[27] 狂い月の子兎(1)
メイは、それきりなにも言わずに、黙々とふたりを案内した。森を抜け、向かう先は、以前とおなじ三位の館。
「ねぇ、メイ」
問いかけても、返答がないことは、すでにわかっている。
[叡魔]に任じられた使い、という絶対的にゆらぐことのない優先事項があるからこそ、[長庚]は、黙々とそれを実行しているにすぎない。
静けさを重んじる、闇の眷属らしい行動だ。
それを、よくしっているフヒトは、かまうことなく言葉を重ねた。
「思いだしたの? きみが【破戒】された理由を」
メイは、やはり、答えない。
それでも、足は止めないまま、首から上を振りむかせて、フヒトをうかがった。
「ユ=イヲンが[長庚]を敵視したのは、[調停者]を害したからなの? きみが暴こうとした、リヴさまの過去って、いったいなに?」
矢継ぎ早に詰問しても、メイは、だんまりを続ける。
あきらめて、フヒトは、森を抜けることに集中した。おもわずこぼれ落ちた、ため息の音が、静寂のなかに目だって響く。
となりを歩むアリスが、フヒトのそでを、ちょいちょいと引っぱった。
「なあ……エマが、俺に用があるって、想像つかないんだけど」
「僕だって、おなじだよ」
めずらしく不安げなアリスの声に、フヒトも、ひそやかに応じた。
フヒトとて、どんな話をされるものかと、内心、冷や汗ものでいる。[叡魔]の考えは、[勇聖]以上にわからない。
正反対のようで、似たモノ同士の学都の王たち。備えたものが同質であるならば、永い時を生きてきただけ、赤の女王が一枚上手となることは当然の帰結だ。

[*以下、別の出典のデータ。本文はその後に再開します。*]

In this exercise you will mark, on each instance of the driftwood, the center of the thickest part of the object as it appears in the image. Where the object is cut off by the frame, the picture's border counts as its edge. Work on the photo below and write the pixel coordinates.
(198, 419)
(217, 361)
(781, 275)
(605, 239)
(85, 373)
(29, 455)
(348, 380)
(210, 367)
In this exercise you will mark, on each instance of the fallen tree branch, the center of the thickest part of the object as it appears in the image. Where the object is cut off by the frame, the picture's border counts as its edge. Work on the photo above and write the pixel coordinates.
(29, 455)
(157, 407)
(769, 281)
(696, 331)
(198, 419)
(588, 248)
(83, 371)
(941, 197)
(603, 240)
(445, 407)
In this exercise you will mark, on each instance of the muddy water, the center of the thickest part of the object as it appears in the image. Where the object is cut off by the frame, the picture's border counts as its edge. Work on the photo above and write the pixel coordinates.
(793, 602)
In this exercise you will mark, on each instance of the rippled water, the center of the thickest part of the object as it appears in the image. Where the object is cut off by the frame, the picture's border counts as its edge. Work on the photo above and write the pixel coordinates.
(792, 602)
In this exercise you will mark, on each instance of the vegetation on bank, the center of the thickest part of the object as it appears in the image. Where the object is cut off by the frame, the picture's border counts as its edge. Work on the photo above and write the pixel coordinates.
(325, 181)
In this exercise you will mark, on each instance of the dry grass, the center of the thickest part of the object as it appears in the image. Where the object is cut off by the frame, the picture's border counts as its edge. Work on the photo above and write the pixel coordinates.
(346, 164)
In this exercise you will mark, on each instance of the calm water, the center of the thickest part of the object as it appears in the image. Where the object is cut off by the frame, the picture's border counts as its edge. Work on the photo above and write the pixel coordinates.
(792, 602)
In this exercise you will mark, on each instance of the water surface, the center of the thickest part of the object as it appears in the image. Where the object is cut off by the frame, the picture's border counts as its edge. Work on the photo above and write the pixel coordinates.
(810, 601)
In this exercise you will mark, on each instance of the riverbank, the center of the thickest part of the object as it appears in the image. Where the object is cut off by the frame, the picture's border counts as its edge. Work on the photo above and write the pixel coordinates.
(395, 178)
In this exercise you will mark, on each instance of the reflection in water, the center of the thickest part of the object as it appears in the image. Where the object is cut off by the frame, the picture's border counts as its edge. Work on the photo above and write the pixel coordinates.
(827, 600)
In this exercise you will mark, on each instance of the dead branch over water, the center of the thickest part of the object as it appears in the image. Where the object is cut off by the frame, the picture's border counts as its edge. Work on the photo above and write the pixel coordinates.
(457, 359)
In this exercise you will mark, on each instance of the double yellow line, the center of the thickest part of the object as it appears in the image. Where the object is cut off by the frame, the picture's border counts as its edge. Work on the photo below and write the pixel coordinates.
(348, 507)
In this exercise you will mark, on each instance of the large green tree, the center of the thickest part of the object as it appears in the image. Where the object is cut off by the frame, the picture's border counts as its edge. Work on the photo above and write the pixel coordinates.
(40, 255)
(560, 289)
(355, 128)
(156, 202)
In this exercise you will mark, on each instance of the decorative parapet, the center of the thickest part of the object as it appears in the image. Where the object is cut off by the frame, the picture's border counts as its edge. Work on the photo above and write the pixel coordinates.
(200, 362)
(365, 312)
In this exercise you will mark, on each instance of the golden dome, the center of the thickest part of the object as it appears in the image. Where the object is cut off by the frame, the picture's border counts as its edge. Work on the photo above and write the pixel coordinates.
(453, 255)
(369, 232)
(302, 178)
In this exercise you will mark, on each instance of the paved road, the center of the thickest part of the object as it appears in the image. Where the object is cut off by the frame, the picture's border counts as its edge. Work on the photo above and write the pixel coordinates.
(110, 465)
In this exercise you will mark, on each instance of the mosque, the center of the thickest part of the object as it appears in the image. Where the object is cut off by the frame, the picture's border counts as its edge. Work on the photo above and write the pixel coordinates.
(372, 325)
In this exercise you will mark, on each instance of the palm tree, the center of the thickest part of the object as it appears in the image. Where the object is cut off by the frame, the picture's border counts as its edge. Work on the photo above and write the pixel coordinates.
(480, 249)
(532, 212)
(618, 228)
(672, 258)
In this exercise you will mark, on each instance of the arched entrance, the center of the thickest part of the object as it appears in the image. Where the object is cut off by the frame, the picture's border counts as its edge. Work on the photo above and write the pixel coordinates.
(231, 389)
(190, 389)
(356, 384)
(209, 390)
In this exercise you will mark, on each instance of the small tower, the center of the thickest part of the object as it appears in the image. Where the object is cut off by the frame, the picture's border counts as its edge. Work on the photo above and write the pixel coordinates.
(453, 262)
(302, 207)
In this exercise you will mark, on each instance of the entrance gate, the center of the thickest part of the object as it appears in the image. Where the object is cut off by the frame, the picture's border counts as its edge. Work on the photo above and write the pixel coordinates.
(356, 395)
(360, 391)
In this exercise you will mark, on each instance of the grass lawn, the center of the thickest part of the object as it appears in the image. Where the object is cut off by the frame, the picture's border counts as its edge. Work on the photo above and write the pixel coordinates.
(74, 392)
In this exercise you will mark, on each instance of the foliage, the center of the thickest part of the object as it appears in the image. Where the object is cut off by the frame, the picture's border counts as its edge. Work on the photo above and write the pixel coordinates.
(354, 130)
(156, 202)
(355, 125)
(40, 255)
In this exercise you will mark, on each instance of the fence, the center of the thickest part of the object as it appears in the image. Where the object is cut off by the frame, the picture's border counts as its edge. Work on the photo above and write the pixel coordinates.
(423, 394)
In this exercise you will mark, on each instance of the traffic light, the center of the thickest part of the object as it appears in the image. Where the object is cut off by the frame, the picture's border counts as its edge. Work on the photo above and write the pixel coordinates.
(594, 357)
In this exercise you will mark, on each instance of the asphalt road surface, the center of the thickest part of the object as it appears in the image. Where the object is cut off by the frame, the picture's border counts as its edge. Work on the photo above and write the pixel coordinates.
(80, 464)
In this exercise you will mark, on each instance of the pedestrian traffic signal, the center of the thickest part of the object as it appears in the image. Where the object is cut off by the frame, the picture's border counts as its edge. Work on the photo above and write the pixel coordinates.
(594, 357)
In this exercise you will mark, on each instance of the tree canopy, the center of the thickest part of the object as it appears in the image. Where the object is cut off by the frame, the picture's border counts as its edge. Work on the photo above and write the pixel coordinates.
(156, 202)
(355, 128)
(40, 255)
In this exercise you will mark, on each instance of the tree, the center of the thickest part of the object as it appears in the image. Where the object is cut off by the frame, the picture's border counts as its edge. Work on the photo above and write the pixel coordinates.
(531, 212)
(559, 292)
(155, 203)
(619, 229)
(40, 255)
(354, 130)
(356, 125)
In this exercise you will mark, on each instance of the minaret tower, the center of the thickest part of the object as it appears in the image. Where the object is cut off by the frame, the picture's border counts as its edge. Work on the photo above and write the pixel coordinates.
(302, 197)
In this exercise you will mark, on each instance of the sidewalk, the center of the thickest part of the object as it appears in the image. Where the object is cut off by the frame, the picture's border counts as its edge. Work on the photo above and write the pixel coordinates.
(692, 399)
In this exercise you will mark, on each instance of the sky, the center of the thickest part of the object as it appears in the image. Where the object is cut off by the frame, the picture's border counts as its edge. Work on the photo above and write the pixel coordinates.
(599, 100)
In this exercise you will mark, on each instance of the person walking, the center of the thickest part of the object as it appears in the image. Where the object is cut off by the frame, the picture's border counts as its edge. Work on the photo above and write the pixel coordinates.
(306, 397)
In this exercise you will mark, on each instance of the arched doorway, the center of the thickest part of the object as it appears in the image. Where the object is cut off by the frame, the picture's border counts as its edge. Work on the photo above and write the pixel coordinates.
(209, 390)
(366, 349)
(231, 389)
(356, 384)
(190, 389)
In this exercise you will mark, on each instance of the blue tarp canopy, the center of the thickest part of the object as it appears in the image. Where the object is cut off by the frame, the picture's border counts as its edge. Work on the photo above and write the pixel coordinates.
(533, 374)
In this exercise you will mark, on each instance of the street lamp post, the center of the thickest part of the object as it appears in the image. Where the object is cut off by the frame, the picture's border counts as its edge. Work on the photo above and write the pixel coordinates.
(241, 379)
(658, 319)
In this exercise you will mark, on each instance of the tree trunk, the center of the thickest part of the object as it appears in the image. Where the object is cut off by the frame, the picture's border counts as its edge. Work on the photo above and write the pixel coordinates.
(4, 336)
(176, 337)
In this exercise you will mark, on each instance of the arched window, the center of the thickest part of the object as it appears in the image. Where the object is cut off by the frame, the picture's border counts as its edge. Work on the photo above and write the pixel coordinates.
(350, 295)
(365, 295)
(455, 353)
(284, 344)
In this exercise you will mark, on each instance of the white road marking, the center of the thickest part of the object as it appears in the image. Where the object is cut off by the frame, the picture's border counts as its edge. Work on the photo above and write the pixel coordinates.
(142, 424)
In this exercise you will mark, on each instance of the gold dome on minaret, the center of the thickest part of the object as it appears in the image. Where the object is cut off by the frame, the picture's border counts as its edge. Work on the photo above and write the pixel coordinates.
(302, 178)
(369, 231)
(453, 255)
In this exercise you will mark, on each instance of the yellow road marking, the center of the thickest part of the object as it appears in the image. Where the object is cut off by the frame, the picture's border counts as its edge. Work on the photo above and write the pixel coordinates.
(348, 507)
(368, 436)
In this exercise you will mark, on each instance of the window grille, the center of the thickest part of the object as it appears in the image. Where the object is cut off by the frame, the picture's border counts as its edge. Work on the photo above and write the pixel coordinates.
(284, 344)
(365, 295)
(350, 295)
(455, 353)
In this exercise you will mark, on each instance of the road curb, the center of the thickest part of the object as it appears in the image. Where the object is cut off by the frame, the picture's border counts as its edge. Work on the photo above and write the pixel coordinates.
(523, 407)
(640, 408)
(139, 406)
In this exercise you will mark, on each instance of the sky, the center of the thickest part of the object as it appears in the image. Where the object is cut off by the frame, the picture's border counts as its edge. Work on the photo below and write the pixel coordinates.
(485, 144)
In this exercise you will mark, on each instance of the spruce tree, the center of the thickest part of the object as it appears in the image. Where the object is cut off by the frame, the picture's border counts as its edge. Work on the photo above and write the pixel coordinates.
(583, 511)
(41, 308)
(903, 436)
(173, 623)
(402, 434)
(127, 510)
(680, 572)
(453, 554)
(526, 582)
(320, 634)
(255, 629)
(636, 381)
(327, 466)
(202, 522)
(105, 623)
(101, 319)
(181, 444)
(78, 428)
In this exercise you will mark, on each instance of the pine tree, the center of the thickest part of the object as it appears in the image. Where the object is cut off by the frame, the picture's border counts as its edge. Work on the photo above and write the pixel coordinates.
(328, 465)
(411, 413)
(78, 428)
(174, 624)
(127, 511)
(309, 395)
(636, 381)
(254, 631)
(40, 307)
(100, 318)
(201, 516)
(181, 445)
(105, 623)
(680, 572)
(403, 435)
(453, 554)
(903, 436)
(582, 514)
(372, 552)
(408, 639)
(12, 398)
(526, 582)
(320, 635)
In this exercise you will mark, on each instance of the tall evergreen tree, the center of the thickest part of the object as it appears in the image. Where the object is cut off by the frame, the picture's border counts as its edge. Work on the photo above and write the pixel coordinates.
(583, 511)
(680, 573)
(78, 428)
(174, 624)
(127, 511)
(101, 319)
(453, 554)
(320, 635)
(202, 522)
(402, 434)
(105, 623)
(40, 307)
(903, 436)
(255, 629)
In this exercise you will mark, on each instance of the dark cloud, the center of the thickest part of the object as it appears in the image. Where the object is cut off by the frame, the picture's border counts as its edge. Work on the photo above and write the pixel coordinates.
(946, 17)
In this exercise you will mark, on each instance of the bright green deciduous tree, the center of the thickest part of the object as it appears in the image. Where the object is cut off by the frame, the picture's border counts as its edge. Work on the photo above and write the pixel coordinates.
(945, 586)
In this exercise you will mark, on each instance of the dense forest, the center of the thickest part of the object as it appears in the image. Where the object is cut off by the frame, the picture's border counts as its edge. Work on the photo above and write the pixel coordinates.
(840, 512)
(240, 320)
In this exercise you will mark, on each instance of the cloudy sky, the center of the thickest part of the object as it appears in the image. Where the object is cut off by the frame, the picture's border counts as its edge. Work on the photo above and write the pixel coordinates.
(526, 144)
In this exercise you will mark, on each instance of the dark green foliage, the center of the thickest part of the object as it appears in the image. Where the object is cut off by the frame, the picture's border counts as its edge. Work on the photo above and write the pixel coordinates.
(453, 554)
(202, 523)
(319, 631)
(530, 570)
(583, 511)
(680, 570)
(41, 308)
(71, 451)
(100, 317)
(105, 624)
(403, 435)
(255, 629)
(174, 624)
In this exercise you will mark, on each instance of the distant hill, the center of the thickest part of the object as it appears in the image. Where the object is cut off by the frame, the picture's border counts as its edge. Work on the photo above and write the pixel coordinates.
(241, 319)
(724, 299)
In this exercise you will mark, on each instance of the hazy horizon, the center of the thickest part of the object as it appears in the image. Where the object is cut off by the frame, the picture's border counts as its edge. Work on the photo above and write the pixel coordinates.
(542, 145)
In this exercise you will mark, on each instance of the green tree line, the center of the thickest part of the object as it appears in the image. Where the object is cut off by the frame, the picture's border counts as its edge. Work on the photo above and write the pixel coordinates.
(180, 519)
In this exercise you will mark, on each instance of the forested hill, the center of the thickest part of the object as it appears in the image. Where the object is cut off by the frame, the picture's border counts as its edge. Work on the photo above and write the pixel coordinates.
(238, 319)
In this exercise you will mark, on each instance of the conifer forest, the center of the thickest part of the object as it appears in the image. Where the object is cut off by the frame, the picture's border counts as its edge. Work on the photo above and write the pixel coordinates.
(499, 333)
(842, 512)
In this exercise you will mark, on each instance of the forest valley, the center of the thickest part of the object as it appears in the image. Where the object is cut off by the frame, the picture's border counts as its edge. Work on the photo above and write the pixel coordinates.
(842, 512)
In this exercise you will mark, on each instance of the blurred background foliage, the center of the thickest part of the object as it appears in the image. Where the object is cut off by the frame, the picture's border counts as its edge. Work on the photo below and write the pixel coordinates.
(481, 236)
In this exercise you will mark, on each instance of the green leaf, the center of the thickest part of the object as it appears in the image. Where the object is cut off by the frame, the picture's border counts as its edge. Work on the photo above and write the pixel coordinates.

そもそも、三位でもっとも年若いのは、ヒジリである。[勇聖]の代替わりは、[調停者]のそれより遅かったらしい。
そのあたりの『記録』が、どこまで正確かはわからないものの、さすがに誕生順からあやまっているということはないだろう。
逆に考えれば、経験の差をものともせずに並びたつヒジリのカリスマ性には、末恐ろしいものがある。
(でも、それは、あたりまえのことだ)
特別なことでは、ない。フヒトの知識は告げる。[勇聖]とは、そういうものだ、と。
あれは、生まれながらの『王』である。誕生したその瞬間から、つねに、王でありつづけるモノである。
――理によって定められた『言名』の重みを、実感する。
そして、それをあつかったという異端児、イフェン。いっそ、うすら寒くも思えてくる。
(だって、それは……[調停者]だけに、許された【権限】なのに)
ぎり、と歯を食いしばるフヒトは、メイの言葉が、ヒジリの話が、どうしても忘れられない。
リ=ヴェーダが、背負う罪。空白の過去。ユ=イヲンとの関係。
手がかりになる情報は、どんなものでも、欲しかった。